Well, apparently the request for the admin user was received and passed on to the back end process,
but the back end replied that it switched to offline mode..that means we need to also enable debugging
in the domain part and continue investigation there. We need to add debug_level to the [domain] section
and restart sssd again. Then run the getent command and inspect the file called
/var/log/sssd/sssd_ipa.example.com starting with the time that corresponds to the NSS responder
sending the data (as indicated by sss_dp_issue_request in the nss log).

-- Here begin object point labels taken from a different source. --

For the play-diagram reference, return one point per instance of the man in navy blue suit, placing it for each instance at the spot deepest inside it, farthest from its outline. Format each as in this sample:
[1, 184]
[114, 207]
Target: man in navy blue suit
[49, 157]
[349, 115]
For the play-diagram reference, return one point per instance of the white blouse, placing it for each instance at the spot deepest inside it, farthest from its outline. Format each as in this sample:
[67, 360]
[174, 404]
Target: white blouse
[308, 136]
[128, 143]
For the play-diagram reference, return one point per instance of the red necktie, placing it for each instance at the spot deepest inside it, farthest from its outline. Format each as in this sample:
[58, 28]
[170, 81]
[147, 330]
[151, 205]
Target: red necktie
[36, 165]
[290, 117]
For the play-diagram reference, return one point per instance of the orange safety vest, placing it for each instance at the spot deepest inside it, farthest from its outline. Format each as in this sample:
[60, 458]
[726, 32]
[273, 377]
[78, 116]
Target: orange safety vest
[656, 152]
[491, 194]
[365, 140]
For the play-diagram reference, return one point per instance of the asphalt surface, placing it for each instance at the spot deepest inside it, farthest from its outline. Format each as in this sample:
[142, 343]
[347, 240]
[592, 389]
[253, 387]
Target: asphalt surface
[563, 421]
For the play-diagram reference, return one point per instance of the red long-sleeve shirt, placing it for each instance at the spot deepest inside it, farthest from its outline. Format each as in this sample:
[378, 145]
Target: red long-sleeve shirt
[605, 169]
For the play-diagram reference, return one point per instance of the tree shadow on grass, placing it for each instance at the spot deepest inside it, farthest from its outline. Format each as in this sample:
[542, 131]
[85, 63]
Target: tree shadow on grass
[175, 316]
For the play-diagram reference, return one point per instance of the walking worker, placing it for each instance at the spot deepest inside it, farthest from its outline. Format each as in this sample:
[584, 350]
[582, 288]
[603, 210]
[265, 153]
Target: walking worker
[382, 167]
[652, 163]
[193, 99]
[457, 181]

In the domain log we see:

[sssd[be[ipa.example.com]]] [fo_resolve_service_done] (0x0020): Failed to resolve server


'master.ipa.example.com:389': Domain name not found
[sssd[be[ipa.example.com]]] [set_server_common_status] (0x0100): Marking server
'master.ipa.example.com:389' as 'not working'
[sssd[be[ipa.example.com]]] [be_resolve_server_process] (0x0080): Couldn't resolve server
(master.ipa.example.com:389), resolver returned (11)
[sssd[be[ipa.example.com]]] [be_resolve_server_process] (0x1000): Trying with the next one!
[sssd[be[ipa.example.com]]] [fo_resolve_service_send] (0x0100): Trying to resolve service 'IPA'
[sssd[be[ipa.example.com]]] [get_server_status] (0x1000): Status of server
'master.ipa.example.com:389' is 'not working'
[sssd[be[ipa.example.com]]] [get_port_status] (0x1000): Port status of port 0 for server '(no name)'
is 'not working'
[sssd[be[ipa.example.com]]] [get_server_status] (0x1000): Status of server
'master.ipa.example.com:389' is 'not working'
[sssd[be[ipa.example.com]]] [fo_resolve_service_send] (0x0020): No available servers for service
'IPA'
[sssd[be[ipa.example.com]]] [be_resolve_server_done] (0x1000): Server resolution failed: 5
[sssd[be[ipa.example.com]]] [sdap_id_op_connect_done] (0x0020): Failed to connect, going offline
(5 [Input/output error])
[sssd[be[ipa.example.com]]] [be_ptask_create] (0x0400): Periodic task [Check if online (periodic)]
was created
[sssd[be[ipa.example.com]]] [be_ptask_schedule] (0x0400): Task [Check if online (periodic)]:
scheduling task 70 seconds from now [1426087775]
[sssd[be[ipa.example.com]]] [be_run_offline_cb] (0x0080): Going offline. Running callbacks.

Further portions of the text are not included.